Vorcaro diz que delação envolveria ‘pessoas do núcleo do atual governo’
O dono do Banco Master, Daniel Vorcaro, afirmou, em depoimento ao gabinete do ministro André Mendonça, do Supremo Tribunal Federal (STF), que uma eventual colaboração premiada teria como foco denúncias de pessoas do “núcleo do atual governo” .
Segundo ele, os fatos envolveriam relações que estabeleceu para se proteger de ataques e episódios em que, na avaliação dele, foram ultrapassadas “linhas de moralidade” e “linhas de ilicitude”.
A declaração foi dada em resposta a uma pergunta do Ministério Público sobre os fatos que Vorcaro pretendia apresentar em uma colaboração.
O empresário afirmou que queria relatar o que considera ser a versão verdadeira dos acontecimentos.
“Toda a minha colaboração, ela, no que tange a pessoas, são pessoas do núcleo do atual governo, que eu acabei fazendo relação para me proteger dos ataques que eu estava sofrendo.” Daniel Vorcaro “Nesses momentos, teve uns casos que foram cruzadas linhas de moralidade, linhas de ilicitude, que esses eu pretendia relatar”, completou o dono do Banco Master.
Ele não detalhou, nesse trecho do depoimento, quem seriam as pessoas citadas nem quais seriam os casos aos quais se referia.
Tentativas de colaboração Vorcaro disse que tenta apresentar sua versão dos fatos há meses.
Segundo o empresário, houve tentativas de reuniões com a Polícia Federal (PF) que não avançaram.
Ele afirmou que seus advogados não foram recebidos ou, quando foram, os encontros ocorreram apenas de maneira protocolar.
“Pedi diversas reuniões, não foram atendidas, não atenderam os advogados, quando atenderam os advogados, era simplesmente de maneira protocolar” Daniel Vorcaro O banqueiro também fez uma distinção entre a atuação da Procuradoria-Geral da República (PGR) e da PF.

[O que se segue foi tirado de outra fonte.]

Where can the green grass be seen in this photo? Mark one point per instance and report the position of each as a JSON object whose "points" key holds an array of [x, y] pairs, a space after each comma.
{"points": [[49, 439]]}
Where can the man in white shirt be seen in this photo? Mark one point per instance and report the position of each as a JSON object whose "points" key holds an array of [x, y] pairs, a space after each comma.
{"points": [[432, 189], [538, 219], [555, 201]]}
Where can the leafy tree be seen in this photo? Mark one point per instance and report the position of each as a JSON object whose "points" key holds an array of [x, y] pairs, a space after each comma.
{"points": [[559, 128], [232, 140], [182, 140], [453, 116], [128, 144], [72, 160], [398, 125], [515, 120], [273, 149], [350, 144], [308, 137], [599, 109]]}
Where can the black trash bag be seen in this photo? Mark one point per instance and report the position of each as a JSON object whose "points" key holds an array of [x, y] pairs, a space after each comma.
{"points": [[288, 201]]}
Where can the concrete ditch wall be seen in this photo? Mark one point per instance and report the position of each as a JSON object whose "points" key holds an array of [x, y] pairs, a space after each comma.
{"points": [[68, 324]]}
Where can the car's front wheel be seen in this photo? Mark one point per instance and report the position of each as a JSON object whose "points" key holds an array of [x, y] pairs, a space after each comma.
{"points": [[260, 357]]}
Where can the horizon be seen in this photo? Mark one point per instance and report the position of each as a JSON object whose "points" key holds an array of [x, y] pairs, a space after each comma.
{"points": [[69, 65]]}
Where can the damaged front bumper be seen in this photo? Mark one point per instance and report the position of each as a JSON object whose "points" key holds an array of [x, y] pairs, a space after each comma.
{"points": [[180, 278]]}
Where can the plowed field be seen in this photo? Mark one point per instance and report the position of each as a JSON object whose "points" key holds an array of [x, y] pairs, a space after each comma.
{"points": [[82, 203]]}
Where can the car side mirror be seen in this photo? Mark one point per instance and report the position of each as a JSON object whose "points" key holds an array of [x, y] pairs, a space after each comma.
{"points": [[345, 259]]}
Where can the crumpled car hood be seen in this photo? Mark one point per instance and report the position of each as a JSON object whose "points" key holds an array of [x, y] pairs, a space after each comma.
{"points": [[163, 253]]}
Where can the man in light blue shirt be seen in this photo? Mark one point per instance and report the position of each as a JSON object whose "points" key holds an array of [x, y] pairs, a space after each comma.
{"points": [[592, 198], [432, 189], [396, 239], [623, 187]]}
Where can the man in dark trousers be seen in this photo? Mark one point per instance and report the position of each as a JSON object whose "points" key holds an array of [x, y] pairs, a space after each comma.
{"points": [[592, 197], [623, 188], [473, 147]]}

Segundo ele, integrantes da Procuradoria demonstraram disposição para ouvir suas informações, enquanto a PF teria adotado uma postura diferente.
Vorcaro afirmou ainda que tinha medo de tentar um novo acordo por causa das pessoas envolvidas no caso.
Entre os nomes mencionados por ele está o diretor-geral da PF, Andrei Rodrigues.
Segundo o empresário, Andrei tinha uma relação anterior com o Master e participou de eventos ligados à instituição.